Supervisor Margie Barrios had good intentions when she broached the topic of realigning Highway 152, the state’s ambitious plan to spend $1.5 billion on a new regional thoroughfare between the Central Valley and Highway 101. Her proposal to endorse the southernmost of four alternatives in Caltrans’ proposal, however, would have went a couple of big steps too far, and supervisors should consider another version of the board chairwoman’s tabled idea: Ask the state to conduct studies on which alternative would offer the biggest economic boost and, most important, whether the costly project is even necessary at this point.
Barrios had placed an item on last week’s board agenda for the proposal to endorse the southernmost of four alternatives running through portions of San Benito County. Her apparent preference would place the highway closer to Hollister than the others, while the northernmost option barely touches the county along the border. The thought is that the highway’s geographic placement would influence which areas might grow commercially, or get the biggest economic boost from the roadway.

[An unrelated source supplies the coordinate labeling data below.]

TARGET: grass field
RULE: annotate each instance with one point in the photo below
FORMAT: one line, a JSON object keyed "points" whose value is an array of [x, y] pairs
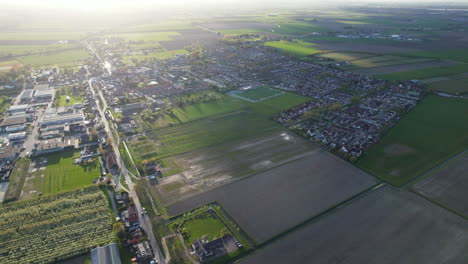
{"points": [[60, 174], [425, 73], [258, 93], [26, 49], [448, 54], [214, 126], [71, 57], [296, 28], [36, 35], [295, 48], [433, 131], [17, 180], [454, 84], [385, 226], [205, 224], [158, 55], [149, 36], [276, 200], [447, 184]]}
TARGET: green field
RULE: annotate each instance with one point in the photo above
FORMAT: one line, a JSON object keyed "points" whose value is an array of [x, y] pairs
{"points": [[149, 36], [27, 49], [37, 35], [71, 57], [428, 135], [205, 224], [295, 48], [425, 73], [61, 174], [258, 93], [158, 55], [212, 125], [455, 85], [296, 28], [449, 54], [52, 228]]}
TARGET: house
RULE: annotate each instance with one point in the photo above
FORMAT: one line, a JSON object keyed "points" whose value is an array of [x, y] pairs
{"points": [[144, 251], [106, 255]]}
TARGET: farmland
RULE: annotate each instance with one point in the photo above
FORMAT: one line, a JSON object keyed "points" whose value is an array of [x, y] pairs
{"points": [[299, 190], [449, 54], [196, 171], [433, 131], [17, 180], [385, 226], [211, 126], [57, 227], [158, 55], [452, 84], [71, 57], [426, 73], [448, 184], [149, 36], [55, 173], [295, 48], [258, 93]]}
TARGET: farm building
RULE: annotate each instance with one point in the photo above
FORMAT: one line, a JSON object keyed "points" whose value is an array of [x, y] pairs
{"points": [[106, 255]]}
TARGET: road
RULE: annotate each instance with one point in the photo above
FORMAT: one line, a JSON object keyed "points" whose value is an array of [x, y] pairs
{"points": [[145, 222]]}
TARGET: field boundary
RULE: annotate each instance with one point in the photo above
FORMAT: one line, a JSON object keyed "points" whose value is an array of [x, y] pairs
{"points": [[314, 219], [409, 184]]}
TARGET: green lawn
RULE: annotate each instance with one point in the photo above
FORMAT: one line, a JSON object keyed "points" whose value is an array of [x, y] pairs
{"points": [[61, 174], [425, 73], [295, 48], [149, 36], [70, 57], [435, 130], [68, 35], [158, 55], [214, 125], [26, 49], [258, 93], [449, 54], [296, 28], [204, 224], [452, 85]]}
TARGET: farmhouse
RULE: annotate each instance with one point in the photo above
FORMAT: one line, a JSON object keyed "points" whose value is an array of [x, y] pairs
{"points": [[106, 255]]}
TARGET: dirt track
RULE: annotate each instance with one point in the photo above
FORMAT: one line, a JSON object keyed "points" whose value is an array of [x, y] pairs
{"points": [[274, 201]]}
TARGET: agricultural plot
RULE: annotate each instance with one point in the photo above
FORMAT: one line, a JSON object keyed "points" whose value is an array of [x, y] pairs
{"points": [[204, 169], [432, 132], [452, 84], [55, 173], [149, 36], [15, 50], [386, 226], [385, 60], [257, 94], [274, 201], [448, 54], [295, 48], [157, 56], [52, 228], [208, 126], [426, 73], [448, 184], [64, 58]]}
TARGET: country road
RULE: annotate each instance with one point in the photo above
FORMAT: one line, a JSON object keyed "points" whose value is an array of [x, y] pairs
{"points": [[144, 220]]}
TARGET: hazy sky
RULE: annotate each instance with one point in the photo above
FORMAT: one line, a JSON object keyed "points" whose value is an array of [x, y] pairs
{"points": [[94, 4]]}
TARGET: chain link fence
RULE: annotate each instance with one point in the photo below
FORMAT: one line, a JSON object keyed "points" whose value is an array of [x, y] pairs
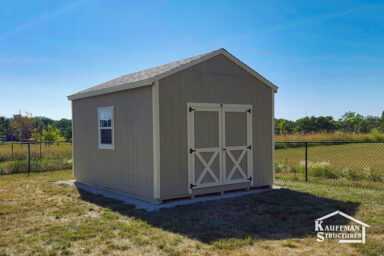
{"points": [[347, 163], [26, 157]]}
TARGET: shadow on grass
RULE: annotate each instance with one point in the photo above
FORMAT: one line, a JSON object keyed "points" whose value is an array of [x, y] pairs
{"points": [[274, 215]]}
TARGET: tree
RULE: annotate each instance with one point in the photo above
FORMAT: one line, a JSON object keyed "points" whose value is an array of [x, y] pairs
{"points": [[22, 126], [65, 125], [282, 126], [5, 125], [52, 134], [36, 135]]}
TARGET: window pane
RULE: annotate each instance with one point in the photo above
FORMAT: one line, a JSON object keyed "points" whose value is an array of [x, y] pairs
{"points": [[105, 118], [106, 136]]}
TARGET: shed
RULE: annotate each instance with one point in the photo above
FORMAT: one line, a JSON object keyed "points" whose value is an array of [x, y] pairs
{"points": [[195, 126]]}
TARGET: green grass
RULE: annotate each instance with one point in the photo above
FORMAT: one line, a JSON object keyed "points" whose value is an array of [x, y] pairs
{"points": [[375, 135], [40, 217], [360, 164]]}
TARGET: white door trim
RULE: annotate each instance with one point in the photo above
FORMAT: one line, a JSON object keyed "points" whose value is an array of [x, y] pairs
{"points": [[194, 153], [246, 149]]}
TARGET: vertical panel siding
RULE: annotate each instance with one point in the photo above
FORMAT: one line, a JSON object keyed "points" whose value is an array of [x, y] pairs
{"points": [[217, 80], [129, 167]]}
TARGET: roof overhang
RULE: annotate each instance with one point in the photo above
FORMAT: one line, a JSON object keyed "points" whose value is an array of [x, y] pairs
{"points": [[151, 80]]}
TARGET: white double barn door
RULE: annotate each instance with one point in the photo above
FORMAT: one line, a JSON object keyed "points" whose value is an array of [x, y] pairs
{"points": [[219, 144]]}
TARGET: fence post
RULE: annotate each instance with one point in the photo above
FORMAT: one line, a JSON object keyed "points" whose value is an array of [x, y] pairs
{"points": [[306, 161], [29, 157]]}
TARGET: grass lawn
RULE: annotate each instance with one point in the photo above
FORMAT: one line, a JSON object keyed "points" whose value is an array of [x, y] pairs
{"points": [[39, 217]]}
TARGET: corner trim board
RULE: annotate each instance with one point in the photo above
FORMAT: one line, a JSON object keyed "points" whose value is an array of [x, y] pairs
{"points": [[156, 139]]}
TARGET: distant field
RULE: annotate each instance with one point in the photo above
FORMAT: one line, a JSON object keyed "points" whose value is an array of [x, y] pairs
{"points": [[336, 136], [358, 164], [55, 156]]}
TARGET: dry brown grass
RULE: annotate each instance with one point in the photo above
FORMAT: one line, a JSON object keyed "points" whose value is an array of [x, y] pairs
{"points": [[40, 217], [332, 136]]}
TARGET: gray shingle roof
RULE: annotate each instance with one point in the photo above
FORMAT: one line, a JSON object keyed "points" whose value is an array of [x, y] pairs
{"points": [[149, 76], [142, 75]]}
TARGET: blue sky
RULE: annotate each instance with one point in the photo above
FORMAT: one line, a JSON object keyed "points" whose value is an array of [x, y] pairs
{"points": [[327, 57]]}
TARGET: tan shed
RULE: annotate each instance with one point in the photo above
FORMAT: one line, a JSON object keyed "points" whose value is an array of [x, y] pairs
{"points": [[195, 126]]}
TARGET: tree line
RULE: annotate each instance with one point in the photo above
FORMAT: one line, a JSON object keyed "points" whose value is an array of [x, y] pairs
{"points": [[350, 122], [25, 127]]}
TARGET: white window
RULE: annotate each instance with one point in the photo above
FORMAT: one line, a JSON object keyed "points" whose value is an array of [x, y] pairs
{"points": [[105, 123]]}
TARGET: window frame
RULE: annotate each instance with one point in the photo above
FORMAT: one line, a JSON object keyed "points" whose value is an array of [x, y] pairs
{"points": [[106, 146]]}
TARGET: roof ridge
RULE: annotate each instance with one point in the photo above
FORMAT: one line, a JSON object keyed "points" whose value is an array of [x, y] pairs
{"points": [[161, 68], [147, 76]]}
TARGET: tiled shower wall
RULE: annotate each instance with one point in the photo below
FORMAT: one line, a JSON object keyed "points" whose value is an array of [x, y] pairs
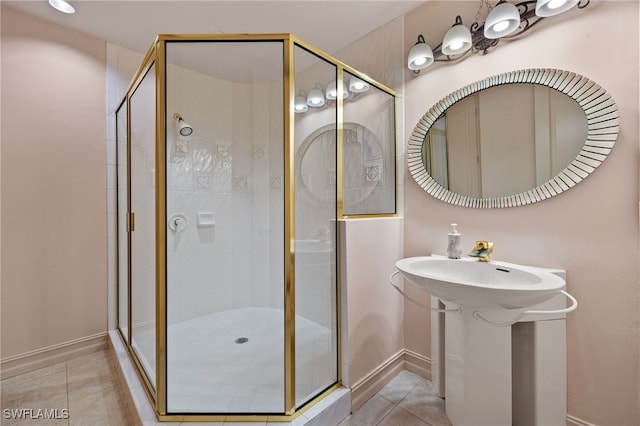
{"points": [[231, 166], [228, 170]]}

It is a noble pursuit, especially considering San Benito County’s struggles in recent years. At times, the county has had among the highest unemployment and foreclosure rates in the entire state. Any prospective advantage over other, surrounding areas on such a massive corridor is worth examination by county leaders who have continually pushed their advocacy for economic growth. Supervisors, though, would be better off taking a more academic approach. They would be better armed for a debate over the placement of Highway 152 with fact-based information garnered from a study – which they should request from the state – than by taking the more emotional route and staking claim to such an economic boon based simply on past plights.
That is why the county board should request the study to examine the economic impacts of the highway’s geography and also whether the recently constructed flyover on the historically congested bottleneck – at the intersection of Highway 156 – has satisfactorily eased the problem and staved off the need for the realignment for many years to come.

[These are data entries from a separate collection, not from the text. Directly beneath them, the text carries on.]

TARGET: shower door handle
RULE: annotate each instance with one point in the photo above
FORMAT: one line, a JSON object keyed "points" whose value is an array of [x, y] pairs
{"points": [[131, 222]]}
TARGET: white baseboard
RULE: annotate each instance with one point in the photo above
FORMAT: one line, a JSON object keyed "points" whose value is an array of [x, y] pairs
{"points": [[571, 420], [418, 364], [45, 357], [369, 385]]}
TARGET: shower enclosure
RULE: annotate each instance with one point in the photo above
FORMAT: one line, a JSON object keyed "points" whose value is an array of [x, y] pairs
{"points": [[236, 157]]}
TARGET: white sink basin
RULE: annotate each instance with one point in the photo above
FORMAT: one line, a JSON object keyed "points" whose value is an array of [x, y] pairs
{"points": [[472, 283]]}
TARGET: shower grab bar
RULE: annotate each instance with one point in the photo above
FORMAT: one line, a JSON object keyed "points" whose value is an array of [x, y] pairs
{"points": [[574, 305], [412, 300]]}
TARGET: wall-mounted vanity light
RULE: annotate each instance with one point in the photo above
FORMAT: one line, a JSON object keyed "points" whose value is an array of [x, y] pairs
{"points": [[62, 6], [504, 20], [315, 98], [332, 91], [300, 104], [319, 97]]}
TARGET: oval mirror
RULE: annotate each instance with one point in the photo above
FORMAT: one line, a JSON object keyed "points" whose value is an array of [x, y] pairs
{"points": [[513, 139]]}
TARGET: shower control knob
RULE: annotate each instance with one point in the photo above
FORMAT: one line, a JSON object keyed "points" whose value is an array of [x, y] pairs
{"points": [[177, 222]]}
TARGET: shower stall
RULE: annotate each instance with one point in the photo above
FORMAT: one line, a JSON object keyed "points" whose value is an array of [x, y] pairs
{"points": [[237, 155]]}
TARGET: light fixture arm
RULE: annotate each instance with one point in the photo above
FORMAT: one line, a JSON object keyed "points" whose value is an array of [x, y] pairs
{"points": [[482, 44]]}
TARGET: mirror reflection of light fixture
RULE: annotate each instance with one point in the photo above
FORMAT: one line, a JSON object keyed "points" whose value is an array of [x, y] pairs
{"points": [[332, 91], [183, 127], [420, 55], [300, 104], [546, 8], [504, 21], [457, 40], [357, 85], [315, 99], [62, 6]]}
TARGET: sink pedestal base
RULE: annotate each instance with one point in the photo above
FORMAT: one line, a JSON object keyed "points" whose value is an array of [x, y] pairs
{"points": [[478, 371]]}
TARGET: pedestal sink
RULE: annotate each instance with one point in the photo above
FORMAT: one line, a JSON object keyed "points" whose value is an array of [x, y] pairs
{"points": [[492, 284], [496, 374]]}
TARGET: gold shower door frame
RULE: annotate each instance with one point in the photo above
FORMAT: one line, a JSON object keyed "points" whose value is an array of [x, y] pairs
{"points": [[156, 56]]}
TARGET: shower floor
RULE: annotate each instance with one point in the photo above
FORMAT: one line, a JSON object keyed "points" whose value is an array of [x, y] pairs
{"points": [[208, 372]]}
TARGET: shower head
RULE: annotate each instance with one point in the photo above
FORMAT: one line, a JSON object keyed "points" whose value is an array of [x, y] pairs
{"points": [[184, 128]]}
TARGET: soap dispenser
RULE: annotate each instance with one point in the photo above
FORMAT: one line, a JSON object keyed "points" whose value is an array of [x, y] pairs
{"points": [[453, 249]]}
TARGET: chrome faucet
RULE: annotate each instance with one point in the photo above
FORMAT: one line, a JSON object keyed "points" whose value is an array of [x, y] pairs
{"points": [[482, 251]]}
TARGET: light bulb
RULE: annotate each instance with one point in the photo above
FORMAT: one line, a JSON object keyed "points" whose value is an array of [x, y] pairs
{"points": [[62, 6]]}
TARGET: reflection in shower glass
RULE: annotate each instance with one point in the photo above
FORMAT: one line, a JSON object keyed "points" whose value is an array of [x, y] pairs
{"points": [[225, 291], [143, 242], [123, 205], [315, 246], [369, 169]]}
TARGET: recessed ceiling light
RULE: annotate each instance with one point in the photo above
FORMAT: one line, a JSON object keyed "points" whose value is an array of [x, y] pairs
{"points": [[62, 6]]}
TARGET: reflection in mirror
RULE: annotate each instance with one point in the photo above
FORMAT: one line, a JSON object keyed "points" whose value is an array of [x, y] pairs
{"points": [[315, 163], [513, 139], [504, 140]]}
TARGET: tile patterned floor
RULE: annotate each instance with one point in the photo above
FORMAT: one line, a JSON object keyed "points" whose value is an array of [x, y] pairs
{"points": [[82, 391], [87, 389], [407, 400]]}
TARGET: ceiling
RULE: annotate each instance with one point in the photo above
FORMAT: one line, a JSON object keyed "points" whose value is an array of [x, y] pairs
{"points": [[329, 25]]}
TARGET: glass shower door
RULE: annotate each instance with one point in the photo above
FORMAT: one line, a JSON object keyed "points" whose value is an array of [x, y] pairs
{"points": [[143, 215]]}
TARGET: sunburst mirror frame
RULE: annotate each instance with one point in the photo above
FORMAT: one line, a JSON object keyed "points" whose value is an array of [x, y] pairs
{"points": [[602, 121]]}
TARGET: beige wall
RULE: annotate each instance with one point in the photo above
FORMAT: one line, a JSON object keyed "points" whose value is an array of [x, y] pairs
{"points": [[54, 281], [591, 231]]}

The reality is that the State of California has been broke for years while facing annual, multi-billion-dollar deficits. If a study shows that the realignment no longer has a future, taxpayers could save on the $1.5 billion construction price tag – as well as the thousands of costly man hours put in by Caltrans planners whose job security is all too often buoyed by unnecessary, long-stalled proposals and dusty drafts with no shelf life.
And if the project’s need still remains after examining the current conditions and traffic forecasts ahead, then an economic impact analysis could guide the geography of the highway and offer the best possible economic spark to the region as a whole.